Enfin, les fluides supercritiques présentent une particularité du point de vue de l’importante variabilité de leurs propriétés autour du point critique comme la masse volumique, la densité, la solubilité, la viscosité et le facteur de compressibilité, qui sont très sensibles aux variations de pression et de température. Les fluides supercritiques ont une densité se rapprochant de celle des liquides, qui varie très sensiblement autour du point critique (et pour P > PC) pour de faibles variations de la pression et de la température (Figure 1.3.) : on les qualifie ainsi de fluides « à géométrie variable ». En outre, les valeurs élevées de masses volumiques leur confèrent un bon pouvoir solvant. La viscosité des fluides supercritiques est légèrement supérieure à celle des gaz mais plus faible que celle des liquides (Tableau 1.2.). Ainsi une faible valeur de viscosité favorise le transfert de matière par une meilleure pénétration dans le milieu et permet de diminuer l’apport énergétique nécessaire pour déplacer le fluide. Par ailleurs, on observe d’importantes variations de viscosité au voisinage du point critique (et pour P > PC).

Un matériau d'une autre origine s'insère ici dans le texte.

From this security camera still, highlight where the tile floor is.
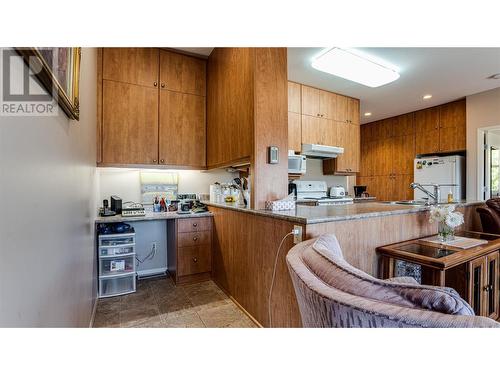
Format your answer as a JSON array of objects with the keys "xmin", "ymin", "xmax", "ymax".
[{"xmin": 94, "ymin": 278, "xmax": 257, "ymax": 328}]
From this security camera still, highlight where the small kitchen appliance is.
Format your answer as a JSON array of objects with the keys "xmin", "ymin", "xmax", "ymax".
[
  {"xmin": 111, "ymin": 195, "xmax": 122, "ymax": 215},
  {"xmin": 413, "ymin": 155, "xmax": 465, "ymax": 203},
  {"xmin": 293, "ymin": 180, "xmax": 353, "ymax": 206},
  {"xmin": 354, "ymin": 185, "xmax": 366, "ymax": 198},
  {"xmin": 288, "ymin": 151, "xmax": 307, "ymax": 174},
  {"xmin": 330, "ymin": 185, "xmax": 346, "ymax": 198}
]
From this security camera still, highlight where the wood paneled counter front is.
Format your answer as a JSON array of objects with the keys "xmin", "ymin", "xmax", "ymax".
[{"xmin": 205, "ymin": 202, "xmax": 483, "ymax": 327}]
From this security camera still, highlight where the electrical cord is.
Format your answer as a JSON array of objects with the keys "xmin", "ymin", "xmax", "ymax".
[
  {"xmin": 135, "ymin": 244, "xmax": 156, "ymax": 265},
  {"xmin": 267, "ymin": 229, "xmax": 299, "ymax": 328}
]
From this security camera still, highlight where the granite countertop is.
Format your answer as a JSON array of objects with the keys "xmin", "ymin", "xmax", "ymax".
[
  {"xmin": 203, "ymin": 201, "xmax": 483, "ymax": 224},
  {"xmin": 95, "ymin": 210, "xmax": 213, "ymax": 223}
]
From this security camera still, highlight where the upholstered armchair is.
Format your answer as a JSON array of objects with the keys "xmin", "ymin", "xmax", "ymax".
[
  {"xmin": 476, "ymin": 198, "xmax": 500, "ymax": 234},
  {"xmin": 286, "ymin": 235, "xmax": 500, "ymax": 328}
]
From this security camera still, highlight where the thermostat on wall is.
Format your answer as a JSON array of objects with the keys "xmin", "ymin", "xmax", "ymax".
[{"xmin": 267, "ymin": 146, "xmax": 279, "ymax": 164}]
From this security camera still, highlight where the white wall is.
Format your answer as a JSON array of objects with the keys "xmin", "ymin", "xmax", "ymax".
[
  {"xmin": 96, "ymin": 168, "xmax": 238, "ymax": 207},
  {"xmin": 466, "ymin": 88, "xmax": 500, "ymax": 200},
  {"xmin": 0, "ymin": 48, "xmax": 96, "ymax": 327}
]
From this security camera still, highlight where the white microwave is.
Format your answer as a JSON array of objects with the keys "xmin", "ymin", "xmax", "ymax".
[{"xmin": 288, "ymin": 155, "xmax": 307, "ymax": 174}]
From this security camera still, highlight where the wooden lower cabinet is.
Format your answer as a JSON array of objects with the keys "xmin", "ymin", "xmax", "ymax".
[
  {"xmin": 159, "ymin": 90, "xmax": 206, "ymax": 168},
  {"xmin": 167, "ymin": 217, "xmax": 212, "ymax": 284},
  {"xmin": 102, "ymin": 80, "xmax": 158, "ymax": 164},
  {"xmin": 468, "ymin": 251, "xmax": 500, "ymax": 319}
]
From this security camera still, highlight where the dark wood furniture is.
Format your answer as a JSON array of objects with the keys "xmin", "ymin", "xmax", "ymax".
[
  {"xmin": 167, "ymin": 217, "xmax": 212, "ymax": 284},
  {"xmin": 377, "ymin": 232, "xmax": 500, "ymax": 319}
]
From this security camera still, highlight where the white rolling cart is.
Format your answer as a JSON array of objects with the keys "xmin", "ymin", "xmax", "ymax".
[{"xmin": 97, "ymin": 228, "xmax": 136, "ymax": 298}]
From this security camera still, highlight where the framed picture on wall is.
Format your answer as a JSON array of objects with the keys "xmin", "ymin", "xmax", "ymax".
[{"xmin": 16, "ymin": 47, "xmax": 81, "ymax": 120}]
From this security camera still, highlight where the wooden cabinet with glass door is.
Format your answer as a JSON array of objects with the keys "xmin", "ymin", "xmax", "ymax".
[{"xmin": 377, "ymin": 232, "xmax": 500, "ymax": 319}]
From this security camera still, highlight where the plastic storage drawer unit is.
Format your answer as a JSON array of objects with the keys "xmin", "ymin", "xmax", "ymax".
[{"xmin": 97, "ymin": 228, "xmax": 136, "ymax": 297}]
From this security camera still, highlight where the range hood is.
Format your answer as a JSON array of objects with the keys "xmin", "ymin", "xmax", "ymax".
[{"xmin": 301, "ymin": 143, "xmax": 344, "ymax": 159}]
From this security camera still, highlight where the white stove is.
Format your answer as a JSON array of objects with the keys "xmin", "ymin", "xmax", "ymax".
[{"xmin": 293, "ymin": 180, "xmax": 354, "ymax": 206}]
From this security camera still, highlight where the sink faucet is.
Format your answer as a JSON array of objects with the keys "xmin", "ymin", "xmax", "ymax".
[{"xmin": 410, "ymin": 182, "xmax": 441, "ymax": 204}]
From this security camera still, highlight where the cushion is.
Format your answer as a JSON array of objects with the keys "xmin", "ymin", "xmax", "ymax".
[{"xmin": 302, "ymin": 234, "xmax": 474, "ymax": 315}]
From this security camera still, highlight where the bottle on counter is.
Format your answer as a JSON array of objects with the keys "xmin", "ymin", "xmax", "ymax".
[{"xmin": 448, "ymin": 190, "xmax": 453, "ymax": 203}]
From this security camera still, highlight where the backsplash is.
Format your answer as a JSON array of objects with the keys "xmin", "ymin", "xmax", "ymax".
[
  {"xmin": 292, "ymin": 158, "xmax": 356, "ymax": 195},
  {"xmin": 97, "ymin": 168, "xmax": 238, "ymax": 206}
]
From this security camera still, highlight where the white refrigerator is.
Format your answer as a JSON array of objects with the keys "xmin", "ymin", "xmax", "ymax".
[{"xmin": 413, "ymin": 155, "xmax": 465, "ymax": 202}]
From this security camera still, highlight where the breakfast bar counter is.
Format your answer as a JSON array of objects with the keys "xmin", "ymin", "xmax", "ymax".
[
  {"xmin": 203, "ymin": 201, "xmax": 483, "ymax": 224},
  {"xmin": 204, "ymin": 202, "xmax": 483, "ymax": 327}
]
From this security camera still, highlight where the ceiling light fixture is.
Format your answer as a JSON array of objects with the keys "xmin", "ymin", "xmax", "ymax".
[{"xmin": 311, "ymin": 47, "xmax": 399, "ymax": 87}]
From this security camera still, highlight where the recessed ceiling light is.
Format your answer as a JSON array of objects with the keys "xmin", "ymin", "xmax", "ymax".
[{"xmin": 311, "ymin": 47, "xmax": 399, "ymax": 87}]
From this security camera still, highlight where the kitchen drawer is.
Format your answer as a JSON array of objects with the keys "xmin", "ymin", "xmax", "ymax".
[
  {"xmin": 177, "ymin": 230, "xmax": 211, "ymax": 247},
  {"xmin": 177, "ymin": 217, "xmax": 212, "ymax": 233},
  {"xmin": 99, "ymin": 275, "xmax": 135, "ymax": 297},
  {"xmin": 177, "ymin": 245, "xmax": 212, "ymax": 276}
]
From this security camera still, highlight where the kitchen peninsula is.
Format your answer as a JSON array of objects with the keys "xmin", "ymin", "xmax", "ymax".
[{"xmin": 205, "ymin": 202, "xmax": 483, "ymax": 327}]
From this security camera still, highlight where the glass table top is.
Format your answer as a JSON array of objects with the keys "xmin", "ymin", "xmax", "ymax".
[{"xmin": 397, "ymin": 243, "xmax": 456, "ymax": 259}]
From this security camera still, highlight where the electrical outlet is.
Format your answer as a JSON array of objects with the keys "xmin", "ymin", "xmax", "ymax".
[{"xmin": 293, "ymin": 225, "xmax": 302, "ymax": 243}]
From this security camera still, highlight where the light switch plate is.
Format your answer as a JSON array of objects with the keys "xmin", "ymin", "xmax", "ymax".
[{"xmin": 267, "ymin": 146, "xmax": 279, "ymax": 164}]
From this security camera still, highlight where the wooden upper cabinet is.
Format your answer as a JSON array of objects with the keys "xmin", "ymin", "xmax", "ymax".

Le transfert de matière dépend également d’une autre propriété : la diffusivité. Elle augmente avec la température mais diminue pour une élévation de pression, entraînant ainsi une augmentation de la densité qui limite le transfert de matière. Par ailleurs, en raison de leur faible viscosité et de leur diffusivité plus élevée que celles les liquides, les fluides supercritiques présentent un bon intérêt pour des applications telles que l’extraction, le traitement des solides (imprégnation et micronisation), les synthèses organiques et la chromatographie. En raison d’une densité élevée, les fluides supercritiques favorisent la solubilisation d’une solution de par les interactions solvant-soluté dues à la proximité des molécules. Ainsi, en influant sur les conditions de pression et de température, on parvient à adapter le pouvoir solvant des fluides supercritiques en fonction de l’opération envisagée. De plus, le pouvoir solvant dépend également de la nature chimique du soluté, caractérisée par la polarité, l’acidité, la volatilité et d’autres propriétés physico-chimiques. Dans le cas par exemple du CO2, en ajoutant un cosolvant polaire (acétone, méthanol, éthanol…), on parvient à modifier le pouvoir solvant du fluide supercritique et à améliorer la solubilité d’un soluté polaire (liquide ou solide) en phase supercritique. Cette technique est donc moins « propre » du fait que certains fluides supercritiques comme le CO2 perdent partiellement leur non-toxicité mais il s’avère que certains de ces co-solvants comme l’éthanol présentent une toxicité réduite.